We’ve got a great Cornish crab dish which we do with some tomatoes from Italy which are simply dressed with a tomato vinegar and some nasturtiums – it’s super fresh. There’s a dish people have really embraced which is Brussel sprouts, with onion jam at the bottom of the plate. The sprouts are pan roasted from raw and we also add a parmesan sauce. People seem to have got into it because they don’t like sprouts but then they try it and enjoy it.
The menu is as seasonal as possible, the Brussel sprouts are running out but there are some small ones coming in now; we have tried the dish with other seasonal ingredients but they just don’t seem to have the same impact. That’s the only dish which stays on the menu, everything else changes every week.
On a lunchtime, we do all small plates rather than snacks, starters, mains, desserts which is what we do at dinner. It works well and round here, lunch trade, there is no footfall at all. This gives people the option to come and have as much or as little as they want. I focus on the food being as fresh as possible as I hate going to a restaurant and leaving so full I can’t move.
Being self-taught and not being in the trade as many other chefs, where do you get your inspiration from for your dishes?
Simply the ingredients. Every Sunday we sit down and discuss what we will do the following week, what worked and what didn’t. I let the season tell me what goes together.
Do you have a favourite ingredient?
It used to be Jerusalem artichokes but I’ve gone off them. We are using a lot of different types of onions at the minute which I find interesting. We are using a vinegar called Minus 8 which makes everything really bright, in fact, vinegar is probably my favourite ingredient now I think about it.
You opened six months ago, has your food and the restaurant evolved in that time?
I think so. At the start, it was all a bit clunky and we were doing 15 covers for dinner but it was the hardest 15 I’ve ever done, it was horrible! Now we can do 60 on a Saturday and it’s fine. We never expected to be as busy as we have been.
How did you feel about receiving a review by Marina O'Loughlin in The Guardian the second Friday you were open?
Well, I think she knew I had worked at Fera, and she had been to my pub years ago but it must have been crap as she didn’t review it (laughing)! She put a tweet up about being in Newcastle the week after but we didn’t realise she had already been. Not in a million years did I expect her to come here.
We had three weeks until the review came out after the let us know it was going in, to scrutinise everything we had done, so it was horrendous. But the review was great for us and I think without it we would have been struggling, it really snowballed.
What advice would you give to other chefs looking to open their own restaurant?
I’d definitely say do it but be prepared and try and do it on your own – don’t have too many partners. Make sure you have a clear business plan, know all your numbers and how much everything will actually cost not what you think it will cost. You can easily get blinded by wanting a certain oven or other equipment but you have to make sure everything is locked on for opening a restaurant business, it’s not just about what it looks like.
Make sure you look after your staff properly too, don’t work crazy hours – you want people to want to come to work, you don’t want zombies coming in.

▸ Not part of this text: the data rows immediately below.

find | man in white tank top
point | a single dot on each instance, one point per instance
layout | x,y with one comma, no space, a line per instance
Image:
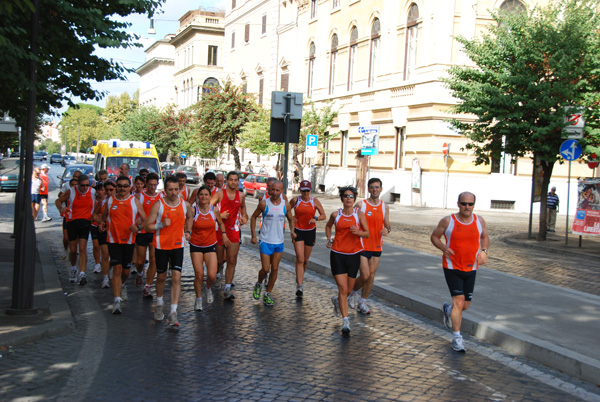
274,210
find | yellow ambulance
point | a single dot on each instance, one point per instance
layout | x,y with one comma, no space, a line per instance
111,154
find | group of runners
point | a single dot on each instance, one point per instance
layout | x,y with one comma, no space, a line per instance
134,226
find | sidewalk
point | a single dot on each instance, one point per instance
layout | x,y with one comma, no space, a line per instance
556,326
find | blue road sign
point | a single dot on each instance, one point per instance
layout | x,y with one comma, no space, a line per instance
312,140
570,150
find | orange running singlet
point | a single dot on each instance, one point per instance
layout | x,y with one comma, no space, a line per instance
172,236
304,211
463,239
121,216
345,242
375,215
204,230
81,205
147,201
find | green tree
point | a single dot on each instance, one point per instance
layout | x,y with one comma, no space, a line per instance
82,124
527,68
222,114
67,61
255,135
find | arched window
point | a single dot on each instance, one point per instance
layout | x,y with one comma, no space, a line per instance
352,60
210,84
412,29
311,67
332,62
375,44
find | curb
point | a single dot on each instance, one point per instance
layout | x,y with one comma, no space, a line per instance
554,356
542,247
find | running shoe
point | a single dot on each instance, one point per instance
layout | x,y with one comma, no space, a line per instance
336,305
124,293
139,279
172,319
158,313
363,308
228,294
73,275
257,290
447,310
82,279
458,344
267,300
352,300
117,307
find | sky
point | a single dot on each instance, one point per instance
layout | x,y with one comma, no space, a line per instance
166,21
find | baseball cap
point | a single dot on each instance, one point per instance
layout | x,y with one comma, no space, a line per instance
305,185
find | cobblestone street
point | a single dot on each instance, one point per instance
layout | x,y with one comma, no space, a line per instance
243,350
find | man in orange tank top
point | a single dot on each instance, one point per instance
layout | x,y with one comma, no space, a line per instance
233,212
119,220
80,201
170,218
377,214
466,247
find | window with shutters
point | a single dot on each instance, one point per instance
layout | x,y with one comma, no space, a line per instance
285,79
212,55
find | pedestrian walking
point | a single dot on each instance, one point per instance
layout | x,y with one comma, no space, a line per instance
350,229
274,211
120,215
377,214
466,247
552,202
203,239
307,211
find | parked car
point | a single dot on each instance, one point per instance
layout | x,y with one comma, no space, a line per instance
68,160
67,174
56,158
255,184
190,171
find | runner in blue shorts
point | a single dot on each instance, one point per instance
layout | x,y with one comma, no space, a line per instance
274,211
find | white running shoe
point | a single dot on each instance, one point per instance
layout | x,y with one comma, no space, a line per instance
458,344
158,313
198,304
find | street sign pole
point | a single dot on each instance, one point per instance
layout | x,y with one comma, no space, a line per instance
568,196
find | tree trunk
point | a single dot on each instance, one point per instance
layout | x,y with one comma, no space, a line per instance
547,168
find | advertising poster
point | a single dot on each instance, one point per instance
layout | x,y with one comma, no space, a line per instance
587,218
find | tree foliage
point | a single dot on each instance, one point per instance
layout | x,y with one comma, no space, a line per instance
66,61
222,114
527,68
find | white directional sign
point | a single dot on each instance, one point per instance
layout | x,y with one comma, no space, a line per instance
312,142
570,150
574,117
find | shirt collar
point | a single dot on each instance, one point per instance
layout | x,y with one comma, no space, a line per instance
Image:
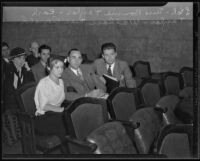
112,65
74,70
43,63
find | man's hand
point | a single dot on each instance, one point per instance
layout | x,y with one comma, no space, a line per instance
102,79
27,66
95,93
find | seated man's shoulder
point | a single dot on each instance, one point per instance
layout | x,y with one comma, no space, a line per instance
65,73
122,62
35,66
99,61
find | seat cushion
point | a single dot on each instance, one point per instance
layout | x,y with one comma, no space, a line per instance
111,138
47,142
176,145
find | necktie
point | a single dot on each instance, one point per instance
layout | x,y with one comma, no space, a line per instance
19,83
79,74
109,71
46,70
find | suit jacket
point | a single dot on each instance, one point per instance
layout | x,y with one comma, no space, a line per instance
32,60
90,82
10,92
38,71
121,71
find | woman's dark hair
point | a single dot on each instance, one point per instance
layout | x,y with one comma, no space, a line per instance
4,44
74,49
44,46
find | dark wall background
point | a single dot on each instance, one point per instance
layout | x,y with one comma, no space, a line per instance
167,45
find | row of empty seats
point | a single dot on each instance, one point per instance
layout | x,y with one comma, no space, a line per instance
122,124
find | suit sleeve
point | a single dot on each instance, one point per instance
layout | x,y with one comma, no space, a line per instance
70,93
35,75
129,80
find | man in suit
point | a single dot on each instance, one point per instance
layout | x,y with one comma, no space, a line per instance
33,58
17,75
40,70
109,65
80,78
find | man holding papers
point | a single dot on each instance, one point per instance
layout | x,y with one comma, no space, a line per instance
109,66
80,80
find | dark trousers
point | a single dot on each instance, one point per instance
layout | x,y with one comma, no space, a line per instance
51,123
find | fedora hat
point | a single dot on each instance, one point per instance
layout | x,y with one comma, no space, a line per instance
16,52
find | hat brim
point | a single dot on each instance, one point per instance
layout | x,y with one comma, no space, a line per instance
17,55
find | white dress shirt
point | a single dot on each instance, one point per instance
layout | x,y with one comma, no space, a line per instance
112,67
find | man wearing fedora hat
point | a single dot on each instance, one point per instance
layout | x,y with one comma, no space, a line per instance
17,75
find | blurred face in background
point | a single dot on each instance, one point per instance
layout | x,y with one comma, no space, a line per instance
45,55
109,56
34,48
57,68
75,59
5,51
19,61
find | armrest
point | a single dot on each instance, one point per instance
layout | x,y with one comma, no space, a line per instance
86,146
71,89
161,110
141,106
130,124
25,115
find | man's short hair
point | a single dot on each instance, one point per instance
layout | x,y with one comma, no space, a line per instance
74,49
54,61
4,44
109,45
44,46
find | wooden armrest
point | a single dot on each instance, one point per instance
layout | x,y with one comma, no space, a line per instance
25,114
141,106
162,110
87,146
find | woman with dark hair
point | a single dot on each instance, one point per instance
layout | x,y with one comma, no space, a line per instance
49,96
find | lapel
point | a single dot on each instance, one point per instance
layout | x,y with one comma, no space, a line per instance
73,76
117,71
103,67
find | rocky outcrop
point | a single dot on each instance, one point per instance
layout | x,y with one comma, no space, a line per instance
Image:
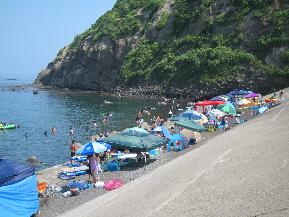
95,64
90,67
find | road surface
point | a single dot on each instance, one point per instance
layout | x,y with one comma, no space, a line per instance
242,172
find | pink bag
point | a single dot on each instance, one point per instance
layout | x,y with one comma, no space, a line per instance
113,184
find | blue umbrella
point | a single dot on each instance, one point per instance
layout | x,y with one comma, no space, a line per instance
91,148
263,109
108,146
218,98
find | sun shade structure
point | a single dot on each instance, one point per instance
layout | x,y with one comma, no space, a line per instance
227,108
239,92
18,189
136,143
191,125
135,131
209,103
252,95
220,98
91,148
163,130
191,115
216,113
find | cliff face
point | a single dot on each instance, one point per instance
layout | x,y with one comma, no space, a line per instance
178,48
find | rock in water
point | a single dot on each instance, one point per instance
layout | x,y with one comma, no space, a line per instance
33,160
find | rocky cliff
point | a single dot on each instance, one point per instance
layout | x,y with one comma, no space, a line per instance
178,48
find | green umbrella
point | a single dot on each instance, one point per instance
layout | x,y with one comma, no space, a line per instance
228,108
191,125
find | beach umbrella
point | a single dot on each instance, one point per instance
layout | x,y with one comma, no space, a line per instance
157,129
219,98
227,108
244,102
252,95
263,109
91,148
163,130
216,113
135,131
191,125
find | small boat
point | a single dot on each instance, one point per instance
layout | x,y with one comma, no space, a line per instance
7,126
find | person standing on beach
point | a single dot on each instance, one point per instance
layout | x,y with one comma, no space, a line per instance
71,131
73,149
95,167
53,129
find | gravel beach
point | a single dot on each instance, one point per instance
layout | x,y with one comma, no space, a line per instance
57,204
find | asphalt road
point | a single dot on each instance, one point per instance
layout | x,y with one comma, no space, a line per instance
242,172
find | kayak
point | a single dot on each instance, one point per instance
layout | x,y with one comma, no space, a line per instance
7,126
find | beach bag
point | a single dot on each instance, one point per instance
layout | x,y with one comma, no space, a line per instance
112,184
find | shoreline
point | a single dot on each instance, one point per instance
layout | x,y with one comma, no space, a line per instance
53,206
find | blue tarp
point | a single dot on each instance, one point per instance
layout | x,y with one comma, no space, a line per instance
164,130
19,199
11,172
239,92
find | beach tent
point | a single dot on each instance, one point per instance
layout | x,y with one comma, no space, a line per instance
220,98
18,189
190,134
135,131
191,125
227,108
136,143
163,130
91,148
240,92
216,113
191,115
178,141
252,95
263,109
207,103
245,103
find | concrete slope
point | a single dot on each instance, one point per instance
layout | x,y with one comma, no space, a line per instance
243,172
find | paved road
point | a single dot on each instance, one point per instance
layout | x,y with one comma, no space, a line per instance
243,172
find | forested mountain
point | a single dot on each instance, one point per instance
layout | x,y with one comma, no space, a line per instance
178,48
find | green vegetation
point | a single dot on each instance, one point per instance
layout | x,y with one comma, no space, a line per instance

This ultimately means your end product is better and then everyone is happy.
What are your plans for The Patricia in the next five years?
Over the next year, we are going to focus on doing some more renovations and build the kitchen team. I’d like to open another place too in the next few years, I still feel there is a real opportunity in Newcastle to broaden the food scene. Business comes first, accolades would be great but if it doesn’t work as a business it’s pointless. It’s nice to be recognised and when people write nice things it makes it all worthwhile. As long as the customers are happy that is the main thing.